I like this quote from @bshlgrs : "Five years ago I thought of misalignment risk from AIs as a really hard problem that you'd need some really galaxy-brained fundamental insights to resolve. Whereas now, to me the situation feels a lot more like we just really know a list of 40 things where, if you did them — none of which seem that hard — you'd probably be able to not have very much of your problem. But I've just also updated drastically downward on how many things AI companies have the time/appetite to do."

The Real Bottleneck: Enforcement

That's why I'm not prioritizing technical research on scheming, because I feel like the 80/20 has already been discovered.
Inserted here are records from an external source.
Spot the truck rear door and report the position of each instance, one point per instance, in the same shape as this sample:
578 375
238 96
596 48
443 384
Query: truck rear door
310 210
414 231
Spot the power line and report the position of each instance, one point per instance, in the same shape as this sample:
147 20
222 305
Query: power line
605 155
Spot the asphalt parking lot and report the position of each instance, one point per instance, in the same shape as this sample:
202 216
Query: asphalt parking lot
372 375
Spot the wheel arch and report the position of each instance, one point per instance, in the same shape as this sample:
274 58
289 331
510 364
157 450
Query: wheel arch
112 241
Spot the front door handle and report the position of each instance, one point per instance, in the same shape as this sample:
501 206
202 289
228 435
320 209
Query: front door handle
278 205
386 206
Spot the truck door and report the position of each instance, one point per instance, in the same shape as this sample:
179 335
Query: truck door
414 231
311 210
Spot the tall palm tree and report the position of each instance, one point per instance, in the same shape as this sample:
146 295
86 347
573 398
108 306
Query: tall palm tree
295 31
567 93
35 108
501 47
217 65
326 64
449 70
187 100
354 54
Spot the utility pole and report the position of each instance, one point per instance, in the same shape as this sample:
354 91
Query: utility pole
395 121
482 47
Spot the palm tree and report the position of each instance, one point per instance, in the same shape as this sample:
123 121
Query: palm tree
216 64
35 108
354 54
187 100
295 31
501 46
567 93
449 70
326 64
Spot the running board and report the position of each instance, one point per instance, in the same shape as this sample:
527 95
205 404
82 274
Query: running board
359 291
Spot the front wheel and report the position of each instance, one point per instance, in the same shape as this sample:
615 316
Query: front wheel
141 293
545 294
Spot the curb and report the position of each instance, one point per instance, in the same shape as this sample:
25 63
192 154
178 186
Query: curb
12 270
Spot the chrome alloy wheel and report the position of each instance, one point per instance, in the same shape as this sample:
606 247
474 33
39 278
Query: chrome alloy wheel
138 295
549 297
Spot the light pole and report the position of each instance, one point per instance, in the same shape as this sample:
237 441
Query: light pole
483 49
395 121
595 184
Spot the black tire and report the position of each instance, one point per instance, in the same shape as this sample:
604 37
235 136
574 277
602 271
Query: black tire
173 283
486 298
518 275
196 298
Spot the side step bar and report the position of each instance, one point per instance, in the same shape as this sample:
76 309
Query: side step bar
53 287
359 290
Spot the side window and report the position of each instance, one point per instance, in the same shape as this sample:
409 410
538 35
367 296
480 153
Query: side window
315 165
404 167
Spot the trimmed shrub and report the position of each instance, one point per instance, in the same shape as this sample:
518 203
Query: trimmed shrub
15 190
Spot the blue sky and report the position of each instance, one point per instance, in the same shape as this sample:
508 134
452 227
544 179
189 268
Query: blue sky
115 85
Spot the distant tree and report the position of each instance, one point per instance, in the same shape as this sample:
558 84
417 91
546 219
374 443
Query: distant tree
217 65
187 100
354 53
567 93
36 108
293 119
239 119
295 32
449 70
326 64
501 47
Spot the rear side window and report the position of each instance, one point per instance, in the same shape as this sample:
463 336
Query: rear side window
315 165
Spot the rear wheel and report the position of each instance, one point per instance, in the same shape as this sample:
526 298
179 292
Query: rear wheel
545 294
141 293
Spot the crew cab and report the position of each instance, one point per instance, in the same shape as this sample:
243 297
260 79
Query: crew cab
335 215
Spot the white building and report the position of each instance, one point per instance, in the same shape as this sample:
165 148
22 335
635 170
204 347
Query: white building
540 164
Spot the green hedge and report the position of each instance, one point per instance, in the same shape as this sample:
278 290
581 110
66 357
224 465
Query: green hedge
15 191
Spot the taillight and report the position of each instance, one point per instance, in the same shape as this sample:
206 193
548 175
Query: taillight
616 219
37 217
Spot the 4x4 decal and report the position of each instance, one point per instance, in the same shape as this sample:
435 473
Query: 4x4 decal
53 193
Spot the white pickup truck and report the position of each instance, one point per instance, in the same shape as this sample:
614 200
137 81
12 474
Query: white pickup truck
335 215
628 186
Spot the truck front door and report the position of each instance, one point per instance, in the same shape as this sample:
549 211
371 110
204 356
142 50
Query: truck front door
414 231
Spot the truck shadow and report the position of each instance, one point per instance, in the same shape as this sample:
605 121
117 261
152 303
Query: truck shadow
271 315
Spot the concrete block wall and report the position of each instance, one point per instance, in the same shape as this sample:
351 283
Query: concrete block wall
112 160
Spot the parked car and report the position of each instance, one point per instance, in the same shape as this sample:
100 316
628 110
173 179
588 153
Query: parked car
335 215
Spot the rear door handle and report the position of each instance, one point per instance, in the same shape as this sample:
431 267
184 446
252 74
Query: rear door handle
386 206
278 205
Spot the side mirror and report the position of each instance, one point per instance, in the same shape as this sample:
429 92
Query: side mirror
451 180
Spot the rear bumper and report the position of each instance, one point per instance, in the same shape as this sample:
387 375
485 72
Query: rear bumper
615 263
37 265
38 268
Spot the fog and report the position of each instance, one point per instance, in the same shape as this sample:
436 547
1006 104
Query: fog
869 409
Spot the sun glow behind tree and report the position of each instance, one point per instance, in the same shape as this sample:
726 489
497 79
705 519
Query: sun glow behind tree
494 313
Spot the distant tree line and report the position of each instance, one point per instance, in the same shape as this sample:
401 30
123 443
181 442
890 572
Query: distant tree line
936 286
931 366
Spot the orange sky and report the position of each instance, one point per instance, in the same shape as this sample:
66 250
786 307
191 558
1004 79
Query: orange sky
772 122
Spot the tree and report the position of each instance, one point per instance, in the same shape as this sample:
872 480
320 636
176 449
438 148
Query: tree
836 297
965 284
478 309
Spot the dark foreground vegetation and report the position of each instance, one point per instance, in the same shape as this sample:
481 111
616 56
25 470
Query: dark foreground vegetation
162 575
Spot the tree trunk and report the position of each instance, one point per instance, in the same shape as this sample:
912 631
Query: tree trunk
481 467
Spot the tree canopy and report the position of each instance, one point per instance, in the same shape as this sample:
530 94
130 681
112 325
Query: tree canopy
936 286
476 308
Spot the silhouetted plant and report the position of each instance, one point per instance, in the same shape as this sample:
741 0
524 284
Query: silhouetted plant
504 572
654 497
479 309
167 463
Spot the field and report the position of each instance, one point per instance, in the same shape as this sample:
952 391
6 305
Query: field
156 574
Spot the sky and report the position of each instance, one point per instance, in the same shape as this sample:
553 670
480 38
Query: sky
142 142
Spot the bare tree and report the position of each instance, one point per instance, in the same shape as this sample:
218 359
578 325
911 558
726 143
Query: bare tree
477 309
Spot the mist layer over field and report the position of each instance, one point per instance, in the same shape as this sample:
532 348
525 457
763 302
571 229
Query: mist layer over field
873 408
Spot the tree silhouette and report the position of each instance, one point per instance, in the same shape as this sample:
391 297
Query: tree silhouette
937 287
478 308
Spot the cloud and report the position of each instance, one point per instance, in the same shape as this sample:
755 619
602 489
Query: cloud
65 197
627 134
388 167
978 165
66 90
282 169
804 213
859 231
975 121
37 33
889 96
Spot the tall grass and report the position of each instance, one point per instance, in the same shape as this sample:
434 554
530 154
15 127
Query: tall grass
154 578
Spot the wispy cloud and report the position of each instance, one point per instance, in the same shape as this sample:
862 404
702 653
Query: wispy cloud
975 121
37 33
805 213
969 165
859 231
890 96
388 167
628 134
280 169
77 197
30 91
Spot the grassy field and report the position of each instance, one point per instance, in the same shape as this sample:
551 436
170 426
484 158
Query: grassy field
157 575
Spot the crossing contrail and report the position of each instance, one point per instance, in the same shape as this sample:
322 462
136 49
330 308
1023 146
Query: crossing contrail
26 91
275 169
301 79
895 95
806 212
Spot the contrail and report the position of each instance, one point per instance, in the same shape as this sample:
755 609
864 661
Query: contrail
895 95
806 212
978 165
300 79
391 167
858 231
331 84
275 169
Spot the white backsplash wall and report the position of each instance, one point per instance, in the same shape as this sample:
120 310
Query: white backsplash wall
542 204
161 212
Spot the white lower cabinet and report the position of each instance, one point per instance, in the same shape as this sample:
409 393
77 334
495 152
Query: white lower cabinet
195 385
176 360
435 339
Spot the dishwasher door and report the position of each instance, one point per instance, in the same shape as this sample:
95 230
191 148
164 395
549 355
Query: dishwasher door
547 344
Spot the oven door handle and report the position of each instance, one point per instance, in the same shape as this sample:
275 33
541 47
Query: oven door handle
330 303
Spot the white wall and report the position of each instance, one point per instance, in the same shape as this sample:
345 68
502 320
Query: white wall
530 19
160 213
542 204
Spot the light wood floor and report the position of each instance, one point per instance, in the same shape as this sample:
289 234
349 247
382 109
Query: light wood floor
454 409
But by default, those mitigations won't even be applied by many labs, enforcement is currently the bottleneck.

Image
Reminder: Voluntary commitments are not enough, we need binding regulations. 6 companies promised to sign the Seoul Frontier Commitment and publish their safety frameworks. Then the Paris Summit deadline arrived and... did nothing. 

 

Unfortunatly red everywhere. https://ailabwatch.org/ 

 

Let me know if I've forgotten something important!

 

  1. ^

    Note that this is more tricky for propensity evaluation.

  2. ^

    My main uncertainty is that this type of scheming—long-term, coherent scheming, as defined in Carlsmith's report—might not be the only source of alignment risk. Spontaneous scheming, motivated by random prompting, like in Apollo's research, might also be problematic.

  3. ^

    98% seems impressive, but Poser is a toy setting. Organic scheming might be much more difficult to catch. See Annex B in the paper for more limitations.

  4. ^

    This is why I think some AI risks might be even more neglected.